Lontar.id – Direktorat Jenderal (Ditjen) Bimas Kristen Kementerian Agama (Kemenag) menerbitkan panduan Pelayanan Pemberkatan Nikah dan Penguburan Jemaat. Hal itu seiring dengan pandemi wabah COVID-19 di Indonesia.
Direktur Jenderal (Dirjen) Bimas Kristen Kemenag, Thomas Pentury, di Jakarta, Sabtu (28/3/2020), menjelaksan bahwa panduan ini disampaikan kepada Pimpinan Induk Organisasi Gereja (Sinode), Pimpinan Jemaat, dan Umat Kristen seluruh Indonesia
“Kegiatan pelayanan Ibadah Pemberkatan Pernikahan yang dapat dilakukan adalah apabila dalam keadaan mendesak dan tidak dapat dihindari serta hanya dihadiri oleh maksimal 10 orang saja,” jelasnya melalui keterangan tertulis Kemenag.
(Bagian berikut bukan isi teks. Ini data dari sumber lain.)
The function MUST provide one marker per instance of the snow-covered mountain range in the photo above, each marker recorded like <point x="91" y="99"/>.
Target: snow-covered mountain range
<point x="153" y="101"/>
Dia menambahkan, sebelum pelaksanaan pelayanan ibadah ini hendaknya dapat diinformasikan kepada pihak berwenang untuk dapat diketahui pelaksanaannya, sehingga tidak menimbulkan hal-hal yang tidak kita inginkan terlebih berdampak hukum (tindakan kepolisian) bagi gereja dan umat yang bersangkutan, serta lingkungan tempat pelayanan pemberkatan pernikahan dilaksanakan.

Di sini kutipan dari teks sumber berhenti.